Последние слова Ходыки прозвучали искренно, и в черных глазах его засветился сухой, злобный огонек. Да, Ходыке было чего и лютовать на воеводу, не за права мийские. Это его тревожило мало, а за то, что он ему, Ходыке, на дороге стал. Завидно стало воеводе, что простой горожанин Ходыка разбогател так, что и князя за пояс заткнет. Какое ему дело до того, каким чином Ходыка привлащает свои пожитки? Пусть смотрят в судах — не попался, значит, прав. Удочка для глупых рыб, а умная и из сети уйдет! Да он-то, воевода, разве сам не грабит, разве не выдумывает разных выдеркафов.[15] Нет, ему досадно, что простой горожанин Ходыка такие княжеские маетки захватил! Так он, Ходыка, дома черный хлеб ест, сам дрова рубит, чтобы работника не держать, да ему лучшего и не нужно: с детства к такому житью привык, а захочет — весь Киев аксамитом выстелит и самого воеводу в золоте утопит. Да! На желтом лице Ходыки от острого прилива крови выступил бледный румянец. Нет, пане воевода, нет, нищенство и униженье даром не проходят. Уж он умрет, а будет вельможным паном! Скоро, скоро сбросит он с себя и мещанское имя… Вот только бы войта Балыку в сети свои опутать, чтобы он на перешкоде его тайных дел не стоял… А тогда — руки свободны! Делай, как знаешь… А когда уже Ходыка вельможным паном станет, ух, тогда он им всем покажет, как надо из людей масло выбивать!

Длинные цепкие руки Ходыки хрустнули под столом, тонкие губы полуоткрылись от прилива страсти, черные глаза глядели жадно, плотоядно…

«Бр…да и гадина ж! — подумал войт, следя из-под седых бровей за своим собеседником. — А что делать? Надо родниться! Он один сможет воеводу дойти».

Ходыка уже заметил неблагоприятное впечатление, произведенное им на войта.

— Ну, пане свате, — произнес он вкрадчиво и мягко, — так мы тем часом времени гаять не будем. Как вернется брат, так сейчас и веселую свадебку сыграем… Бенькет справим, а тогда займемся и делами, как великими, так и поточными.[16]
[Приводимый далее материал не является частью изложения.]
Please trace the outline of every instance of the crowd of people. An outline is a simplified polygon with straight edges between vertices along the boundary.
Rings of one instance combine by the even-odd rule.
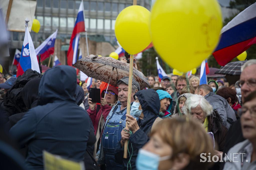
[[[256,60],[247,61],[230,86],[223,77],[200,85],[197,76],[151,75],[142,89],[133,78],[131,103],[128,77],[107,90],[93,79],[97,103],[71,67],[1,73],[1,133],[25,169],[44,169],[44,150],[86,169],[256,169],[255,71]]]

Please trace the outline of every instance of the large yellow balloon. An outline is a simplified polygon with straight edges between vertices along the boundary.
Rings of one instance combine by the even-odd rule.
[[[115,25],[115,36],[128,53],[138,53],[151,42],[150,15],[149,11],[143,7],[132,5],[124,8],[117,16]]]
[[[173,74],[175,75],[182,76],[183,75],[183,73],[181,71],[180,71],[177,69],[174,68],[173,70]]]
[[[36,19],[34,19],[32,23],[31,29],[36,33],[38,33],[40,30],[40,22]]]
[[[115,52],[110,53],[110,54],[109,54],[109,56],[117,60],[118,59],[118,58],[119,58],[118,54]]]
[[[157,0],[150,21],[157,52],[170,66],[184,72],[212,53],[222,26],[216,0]]]
[[[244,51],[241,53],[237,57],[237,59],[240,61],[244,61],[246,59],[247,57],[247,52],[246,51]]]

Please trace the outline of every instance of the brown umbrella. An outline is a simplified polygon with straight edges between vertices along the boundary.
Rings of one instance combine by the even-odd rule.
[[[73,66],[88,77],[104,82],[108,82],[111,77],[109,84],[114,86],[116,86],[118,80],[129,76],[129,64],[111,57],[90,55],[78,60]],[[150,87],[142,72],[134,67],[133,72],[133,78],[140,84],[141,89]]]

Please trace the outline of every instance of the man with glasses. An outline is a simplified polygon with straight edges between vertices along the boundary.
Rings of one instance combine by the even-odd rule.
[[[241,122],[242,135],[246,140],[229,151],[227,155],[231,155],[229,158],[231,161],[226,159],[225,170],[256,169],[256,91],[243,99]]]
[[[129,81],[129,77],[125,77],[117,82],[119,101],[113,106],[106,119],[97,163],[98,165],[105,164],[107,170],[122,168],[122,165],[115,161],[114,151],[116,144],[121,140],[121,132],[125,127]],[[133,78],[131,102],[134,101],[134,94],[140,90],[138,83]]]

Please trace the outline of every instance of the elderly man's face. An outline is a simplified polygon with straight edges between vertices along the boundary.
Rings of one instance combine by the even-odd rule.
[[[193,118],[202,123],[205,119],[205,114],[200,106],[191,109],[190,114]]]
[[[246,67],[240,76],[240,82],[244,83],[241,87],[242,101],[252,92],[256,90],[256,64]]]
[[[241,126],[246,139],[256,139],[256,98],[244,103],[242,108]]]

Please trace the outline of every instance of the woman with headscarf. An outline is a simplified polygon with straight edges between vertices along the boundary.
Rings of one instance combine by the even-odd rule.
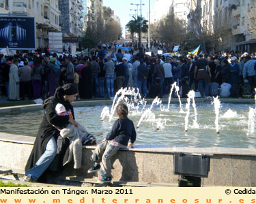
[[[18,78],[18,61],[16,58],[13,60],[13,63],[10,67],[9,72],[9,100],[18,101],[20,100],[20,87]]]
[[[31,68],[31,79],[33,95],[34,99],[41,98],[42,77],[44,75],[44,67],[41,65],[40,58],[35,56],[33,58]]]
[[[78,126],[78,123],[74,120],[73,107],[70,104],[76,100],[77,94],[77,88],[72,84],[67,84],[58,87],[55,95],[44,101],[44,118],[25,167],[26,181],[42,181],[42,174],[55,156],[59,158],[59,160],[55,160],[55,163],[58,163],[57,166],[62,164],[60,156],[63,156],[68,147],[69,141],[62,138],[59,130],[54,126],[61,129],[65,128],[69,123]],[[56,114],[55,107],[58,103],[62,104],[66,109],[71,113],[73,119],[68,116],[59,116]]]
[[[56,88],[59,86],[59,77],[61,74],[61,69],[60,68],[61,63],[56,57],[52,57],[49,62],[49,73],[48,75],[49,86],[48,97],[53,96]]]

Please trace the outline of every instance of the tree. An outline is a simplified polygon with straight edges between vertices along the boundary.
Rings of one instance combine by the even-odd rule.
[[[147,33],[148,29],[147,20],[145,20],[143,17],[141,16],[137,16],[137,18],[134,16],[132,16],[132,18],[133,20],[130,20],[128,23],[126,25],[126,27],[132,35],[132,41],[134,34],[139,34],[139,46],[140,47],[141,45],[141,41],[140,41],[140,40],[141,39],[141,33]]]
[[[83,47],[93,48],[98,44],[113,41],[122,35],[120,22],[112,18],[113,11],[103,7],[103,12],[99,12],[95,21],[87,24],[85,35],[80,39]]]

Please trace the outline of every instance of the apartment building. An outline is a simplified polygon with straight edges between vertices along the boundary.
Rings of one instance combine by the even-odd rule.
[[[224,48],[247,52],[256,52],[256,33],[250,18],[255,15],[255,0],[215,0],[214,30],[229,29],[224,37]]]
[[[48,46],[48,32],[61,31],[58,0],[0,0],[0,13],[35,17],[36,48]]]
[[[82,0],[59,0],[61,11],[59,24],[63,37],[79,37],[83,32],[83,5]]]
[[[102,16],[102,0],[87,0],[86,23],[96,22],[98,16]]]
[[[200,37],[201,33],[214,33],[214,0],[188,0],[188,32]]]
[[[155,7],[151,12],[151,22],[157,22],[168,15],[173,14],[187,22],[187,16],[189,13],[188,1],[188,0],[156,0]]]

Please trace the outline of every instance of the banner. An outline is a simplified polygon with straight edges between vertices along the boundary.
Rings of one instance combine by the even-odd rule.
[[[35,50],[33,17],[0,17],[0,49]]]
[[[12,187],[0,188],[0,203],[255,203],[251,187]]]
[[[199,45],[199,46],[197,48],[195,48],[193,51],[192,51],[192,52],[188,52],[188,54],[197,55],[198,51],[199,50],[200,46],[201,46],[201,45]]]
[[[126,50],[130,50],[130,47],[121,47],[121,46],[117,46],[117,49],[121,49],[122,50],[122,52],[124,54],[125,53],[125,51]]]

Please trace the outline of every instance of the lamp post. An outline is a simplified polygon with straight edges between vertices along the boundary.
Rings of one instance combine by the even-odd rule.
[[[148,51],[150,51],[150,0],[148,0]]]
[[[135,12],[134,16],[136,16],[136,11],[137,11],[137,14],[138,14],[138,10],[130,10],[130,11],[134,11]],[[138,14],[137,16],[138,16]]]
[[[137,18],[138,18],[138,6],[139,5],[139,3],[131,3],[130,5],[137,5]]]

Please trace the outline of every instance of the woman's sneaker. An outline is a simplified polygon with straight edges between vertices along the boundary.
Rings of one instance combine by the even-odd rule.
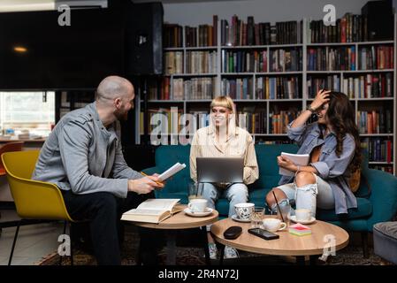
[[[217,259],[217,245],[214,242],[208,243],[208,249],[210,251],[210,259]]]
[[[238,258],[239,253],[234,248],[226,246],[225,247],[225,258]]]

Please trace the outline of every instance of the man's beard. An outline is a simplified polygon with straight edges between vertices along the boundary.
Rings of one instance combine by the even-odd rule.
[[[114,112],[114,116],[116,116],[118,121],[126,121],[128,119],[128,111],[125,110],[117,110]]]

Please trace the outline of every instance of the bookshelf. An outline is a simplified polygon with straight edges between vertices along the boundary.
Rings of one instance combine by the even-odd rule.
[[[345,15],[337,21],[336,30],[321,30],[318,21],[306,19],[265,27],[267,23],[255,24],[248,17],[247,22],[255,27],[250,29],[237,17],[227,22],[214,16],[212,26],[200,26],[207,35],[200,27],[195,34],[194,27],[170,25],[178,35],[169,40],[172,47],[164,49],[166,70],[147,94],[148,107],[154,113],[159,108],[178,107],[178,119],[183,113],[202,116],[209,113],[212,97],[230,95],[237,112],[245,114],[239,119],[240,126],[256,142],[287,143],[285,125],[310,103],[314,94],[323,87],[340,90],[355,106],[362,146],[370,151],[370,166],[396,174],[396,28],[393,40],[368,42],[364,32],[358,32],[362,19],[355,17]],[[343,27],[350,25],[350,30],[342,30],[344,20],[347,26]],[[394,18],[394,27],[395,23]],[[240,34],[233,27],[240,27]],[[276,40],[271,38],[272,29]],[[165,33],[168,39],[172,37],[172,32]],[[324,42],[327,33],[332,42]],[[342,36],[346,42],[335,42]],[[260,44],[249,45],[252,42]],[[138,129],[142,127],[141,103],[135,114]],[[199,118],[197,125],[200,121],[205,126],[205,119]],[[172,123],[169,122],[169,134],[164,134],[168,144],[176,135],[170,133]],[[135,133],[138,143],[141,134]]]

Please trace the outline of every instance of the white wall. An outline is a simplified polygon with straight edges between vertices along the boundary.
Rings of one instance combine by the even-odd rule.
[[[184,1],[186,2],[186,1]],[[197,26],[211,24],[212,15],[219,19],[230,20],[233,14],[247,21],[254,16],[256,22],[274,23],[284,20],[298,20],[303,18],[323,19],[323,7],[332,4],[336,8],[336,18],[346,12],[361,13],[361,8],[368,0],[240,0],[193,3],[163,3],[164,21],[179,25]],[[397,0],[393,0],[393,3]]]

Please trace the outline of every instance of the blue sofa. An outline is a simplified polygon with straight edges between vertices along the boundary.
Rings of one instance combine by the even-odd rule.
[[[281,151],[294,153],[298,147],[294,144],[256,144],[255,148],[259,165],[259,179],[248,187],[249,202],[263,206],[266,194],[278,185],[280,178],[276,157]],[[189,153],[190,146],[170,145],[157,149],[156,166],[144,170],[146,173],[162,172],[177,162],[187,164],[185,170],[167,181],[163,190],[157,191],[157,197],[180,198],[182,203],[187,203],[188,184],[192,182]],[[362,181],[359,190],[355,193],[357,209],[349,210],[348,214],[343,218],[338,217],[333,210],[318,210],[317,218],[347,231],[361,232],[365,253],[368,232],[372,232],[374,224],[390,221],[397,212],[397,177],[382,171],[369,169],[367,159],[363,163],[362,174],[366,181]],[[369,196],[367,183],[371,189]],[[219,211],[220,217],[227,217],[227,200],[219,199],[217,210]]]

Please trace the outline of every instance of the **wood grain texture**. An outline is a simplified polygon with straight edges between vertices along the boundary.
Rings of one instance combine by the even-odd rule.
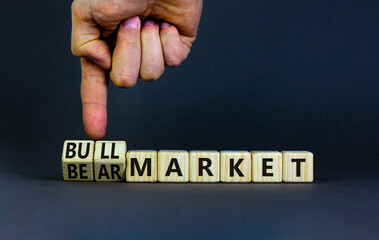
[[[125,141],[97,141],[94,171],[96,181],[125,180]]]
[[[282,154],[278,151],[251,152],[253,182],[282,182]]]
[[[221,182],[250,182],[251,154],[248,151],[221,151]]]
[[[93,181],[94,145],[94,141],[64,142],[62,173],[65,181]]]
[[[161,150],[158,152],[159,182],[188,182],[189,154],[181,150]]]
[[[284,182],[313,182],[313,153],[283,151],[282,155]]]
[[[142,173],[142,174],[141,174]],[[126,154],[127,182],[156,182],[158,153],[153,150],[129,151]]]
[[[190,182],[220,181],[220,153],[218,151],[190,151],[189,154]]]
— Так-то так, — кивнул головою войт, — да какая свадьба, когда еще и жениха нет.

— Прибудет, не тревожьтесь, прибудет, я уже получил известие, что он из Ржищева выехал… Не завтра, так послезавтра будет здесь… И товары все целы, не случилось ничего.

— Дорогу больно распустило, — заметил серьезно войт, нахмуривая брови, — товар у меня, знаешь, все ценный: камка золотая, адамашек, златоглав, аксамит. Боюсь, как бы тут на узвозе, знаешь, — войт понизил голос и, глянувши куда-то в темный угол, добавил так — Не случилось бы чего.
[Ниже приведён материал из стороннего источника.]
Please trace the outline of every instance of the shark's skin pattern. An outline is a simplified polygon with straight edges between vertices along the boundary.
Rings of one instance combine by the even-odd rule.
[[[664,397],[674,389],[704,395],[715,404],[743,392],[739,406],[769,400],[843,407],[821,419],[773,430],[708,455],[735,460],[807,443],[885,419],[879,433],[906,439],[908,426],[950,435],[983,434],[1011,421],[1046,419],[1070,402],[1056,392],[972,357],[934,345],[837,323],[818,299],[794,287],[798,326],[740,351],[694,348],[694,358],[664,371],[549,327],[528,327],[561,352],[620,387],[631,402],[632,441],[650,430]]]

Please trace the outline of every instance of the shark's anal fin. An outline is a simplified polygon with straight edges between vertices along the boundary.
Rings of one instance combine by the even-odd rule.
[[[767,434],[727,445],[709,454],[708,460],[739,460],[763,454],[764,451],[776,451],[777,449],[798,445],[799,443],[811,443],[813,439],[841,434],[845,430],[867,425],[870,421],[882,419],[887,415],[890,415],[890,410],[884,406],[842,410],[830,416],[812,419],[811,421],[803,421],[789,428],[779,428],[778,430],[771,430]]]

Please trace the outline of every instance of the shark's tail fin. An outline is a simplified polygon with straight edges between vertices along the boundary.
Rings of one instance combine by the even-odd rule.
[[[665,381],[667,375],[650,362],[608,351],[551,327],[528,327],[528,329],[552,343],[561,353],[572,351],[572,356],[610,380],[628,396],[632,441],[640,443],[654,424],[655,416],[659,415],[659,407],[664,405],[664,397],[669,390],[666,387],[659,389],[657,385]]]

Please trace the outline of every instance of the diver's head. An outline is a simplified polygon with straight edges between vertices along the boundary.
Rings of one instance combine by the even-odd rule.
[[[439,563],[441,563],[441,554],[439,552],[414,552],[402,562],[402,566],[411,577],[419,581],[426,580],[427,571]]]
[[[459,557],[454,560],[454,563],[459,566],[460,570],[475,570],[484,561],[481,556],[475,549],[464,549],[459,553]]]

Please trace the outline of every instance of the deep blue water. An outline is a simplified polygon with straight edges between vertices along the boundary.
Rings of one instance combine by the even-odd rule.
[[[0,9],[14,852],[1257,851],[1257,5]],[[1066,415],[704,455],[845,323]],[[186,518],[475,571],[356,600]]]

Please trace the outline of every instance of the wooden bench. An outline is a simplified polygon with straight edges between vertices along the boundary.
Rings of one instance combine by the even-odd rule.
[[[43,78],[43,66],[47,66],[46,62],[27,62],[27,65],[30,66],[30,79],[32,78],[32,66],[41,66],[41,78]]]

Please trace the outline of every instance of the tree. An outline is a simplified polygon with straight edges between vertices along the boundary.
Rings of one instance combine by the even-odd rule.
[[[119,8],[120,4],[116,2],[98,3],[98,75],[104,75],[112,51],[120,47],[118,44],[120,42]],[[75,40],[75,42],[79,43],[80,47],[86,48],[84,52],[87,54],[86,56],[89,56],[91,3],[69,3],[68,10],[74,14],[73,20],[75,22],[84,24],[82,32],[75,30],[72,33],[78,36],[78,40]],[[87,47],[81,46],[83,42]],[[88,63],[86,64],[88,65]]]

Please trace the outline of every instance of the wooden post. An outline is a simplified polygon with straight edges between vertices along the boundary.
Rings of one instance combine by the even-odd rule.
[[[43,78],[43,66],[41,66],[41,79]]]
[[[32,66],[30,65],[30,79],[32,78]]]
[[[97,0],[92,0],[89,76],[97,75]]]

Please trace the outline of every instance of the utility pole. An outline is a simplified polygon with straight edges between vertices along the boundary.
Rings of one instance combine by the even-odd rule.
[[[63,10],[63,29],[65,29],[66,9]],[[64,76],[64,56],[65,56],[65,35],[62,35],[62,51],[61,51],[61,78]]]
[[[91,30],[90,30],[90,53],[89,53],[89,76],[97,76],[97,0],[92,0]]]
— Об этом, пане свате, и не думай! Брату не впервой: он мне не раз товары свозил и, бог дал, не попался ни раз, ну, а тестю-то будущему чтоб не постарался? Ой-ой! Не думай, пане свате, о том! А вот как бы свадьбу только далеко не откладывать… Видишь ли, свате, последняя неделя идет, там и заговины… А уж любит брат Федор Галю твою — слов не приложу. Да и жених-то в городе не последний, сам, свате, посуди.

— Ну и Галя ж не в сорочке пойдет, — нахмурил недовольно войт свои седые брови, — есть что дать, дедовское добро, предковечное, честно нажитое.

— Хе-хе-хе, свате! — злобно усмехнулся Ходыка, потирая свои худые, бескровные руки. — Денежки-то и старые, и новые, и честные, и грабованные пальцев не жгут, свате, нет, не жгут, а греют!

Войт вскинул серые открытые глаза на своего черного собеседника и хотел было возразить что-то, но в это время двери снова заскрипели протяжно и жалобно, и в залу спустились по трем каменным ступеням два почтенных райца. Они молча поклонились войту и заняли свои места на длинных лавах, идущих подле стола. Еще и еще раз скрипнули двери и впустили седых и степенных горожан, панов райцев и лавников.[17] Зала наполнялась тихо и бесшумно. Входящие почтительно кланялись войту, в сторону же Ходыки бросались большею частью исподлобья затаенные, недружелюбные взгляды. Однако, несмотря на это, вскоре подле него образовалась небольшая группа. Это были все более или менее новые люди в городе, захватившие всевозможными кривыми путями и деньги и власть. Они относились к Ходыке с почтением и подобострастием.

Когда, наконец, все тридцать мест были заняты, два крайних горожанина поднялись с мест и подошли к дверям. Тяжелый железный болт звякнул. Войт стукнул по столу, и сдержанный глухой гул, слышавшийся то там то сям в потонувшем в полумраке зале, утихнул в один момент.